The Chinese government responded to Google’s allegations of hacking and the direct threat of withdrawing Google.cn entirely by issuing a say-nothing response, according to Bloomberg. The news service also points out that it’s against Chinese law to hack or make online attacks, but like most governments, China’s government makes the law, they don’t necessarily have to obey it.
When we covered this breaking news that seems to involve most of the world’s superpowers (China, the U.S., and Google), it was clear that Google’s stance was not on moral high ground, as some might believe, but purely based on business. Google complies with local laws when operating in various countries–a sensible policy for sustainable business. In China’s case, however, Google made it clear that compying with the strict censorship and then being the focus of concerted cyber-attacks directed quite obviously and specifically at human rights activists as well as being the victim of theft of proprietary technology, makes doing business in China under these rules potentially too costly.

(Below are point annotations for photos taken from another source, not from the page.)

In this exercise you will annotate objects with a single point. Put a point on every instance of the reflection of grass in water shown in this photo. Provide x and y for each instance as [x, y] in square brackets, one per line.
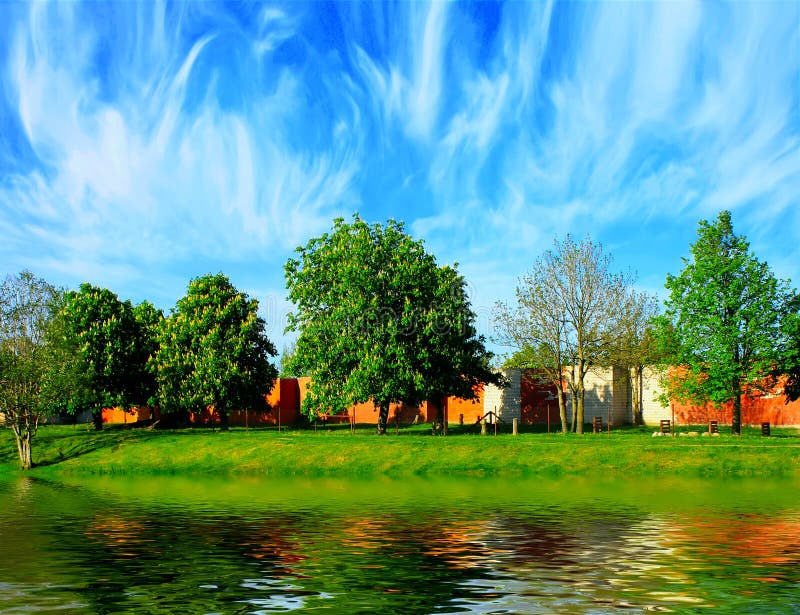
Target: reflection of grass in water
[420, 544]
[334, 451]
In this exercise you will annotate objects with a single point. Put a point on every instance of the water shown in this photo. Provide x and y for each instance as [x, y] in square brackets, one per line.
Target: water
[167, 545]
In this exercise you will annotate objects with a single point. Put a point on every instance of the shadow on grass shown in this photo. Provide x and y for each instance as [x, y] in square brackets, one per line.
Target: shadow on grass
[57, 446]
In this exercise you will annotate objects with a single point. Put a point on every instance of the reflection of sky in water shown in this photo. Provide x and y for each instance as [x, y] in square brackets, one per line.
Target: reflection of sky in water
[85, 552]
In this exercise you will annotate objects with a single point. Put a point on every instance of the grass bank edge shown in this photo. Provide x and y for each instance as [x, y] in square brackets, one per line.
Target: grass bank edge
[632, 452]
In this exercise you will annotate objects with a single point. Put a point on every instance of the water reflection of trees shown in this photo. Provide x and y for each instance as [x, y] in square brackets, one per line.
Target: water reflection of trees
[122, 557]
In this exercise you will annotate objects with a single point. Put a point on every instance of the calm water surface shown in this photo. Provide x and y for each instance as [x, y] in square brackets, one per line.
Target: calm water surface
[167, 545]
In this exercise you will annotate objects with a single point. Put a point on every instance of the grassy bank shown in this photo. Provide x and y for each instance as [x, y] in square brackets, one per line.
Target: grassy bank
[335, 451]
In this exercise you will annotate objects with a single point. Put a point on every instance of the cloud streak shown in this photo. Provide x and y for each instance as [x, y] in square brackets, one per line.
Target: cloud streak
[149, 143]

So Google threatened to pull it’s multi-million dollar operations out of China and dump the 300 million plus Chinese Internet surfers rather than continue with Google.cn.
Venturebeat’s Kim-Mai Cutler reports that this threat of Google’s leaving was greeted with a “we don’t care” response from the Chinese tech and investment communities. As for Google’s 20% market share in China? Phooey. “They want an angle so the U.S. government can get involved,” says Jess Wu of The Chinese Founders Fund.
Meanwhile, Adobe confirmed that the attacks they suffered earlier this month were connected to the massive attack that Google suffered yesterday, according to Computerworld.
In the end, the question will come down to politics it appears. Which means no one will give any clear answers.